Hélette : l'érosion de la propriété bourgeoise653

L'ascension de Sansoenea comme le démantèlement du domaine de Pierre Larre dessinent assez bien l'histoire d'un marché foncier longtemps dominé par les rentiers et grands propriétaires. Principaux bénéficiaires des transferts fonciers jusqu'au milieu du siècle, ils vendent beaucoup, mais achètent de moins en moins pendant les décennies suivantes.

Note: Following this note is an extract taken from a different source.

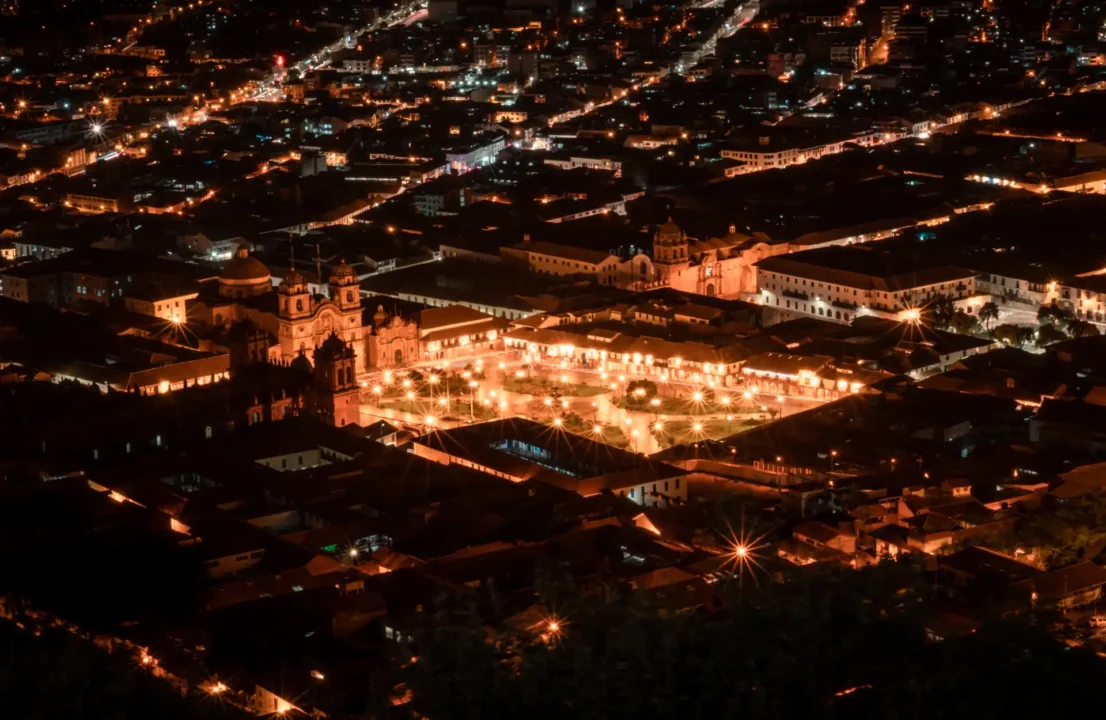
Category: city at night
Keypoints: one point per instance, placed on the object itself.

Alimenté par le désinvestissement bourgeois, mais aussi par le déclin de l'artisanat rural et la mortalité des petites exploitations, le marché s'ouvre à de nouveaux acquéreurs.

De 1860 à 1890, trois décennies fastes voient augmenter à la fois le volume des ventes et le prix de la terre : les parcelles comme les corps de domaine connaissent une plus-value parfois considérable654. C'est que, malgré le déclin démographique, la demande est forte du côté des petits exploitants. Les petits propriétaires n'achètent que modestement, par petites superficies : le seuil de l'autosuffisance atteint, les logiques de remembrement l'emportent. Font leur apparition sur le marché en revanche des émigrés enrichis et des cadets sans terre, des métayers qui développent des stratégies collectives, à la fois matrimoniales et foncières. Dans le marché beaucoup moins actif de la fin du siècle, ce sont eux qui emportent les 3/4 des exploitations mises en vente.

L'apparente immobilité de la propriété cache ainsi une série de glissements vers le haut : tandis qu'une frange favorisée de paysans sans terres accède à la propriété apparaissent parmi les petits propriétaires quelques rassembleurs de terres, les nouveaux rentiers.

Notes
653.

Voir tableau 17 en annexe : ventes et achats d'exploitation (1834-1914). Hélette.

654.

Voir tableaux 22 à 24 en annexe : plus-value des exploitations revendues (Hélette); prix des parcelles cultivées (quartier d'Heroritz); prix des pâtures (quartier d'Heroritz).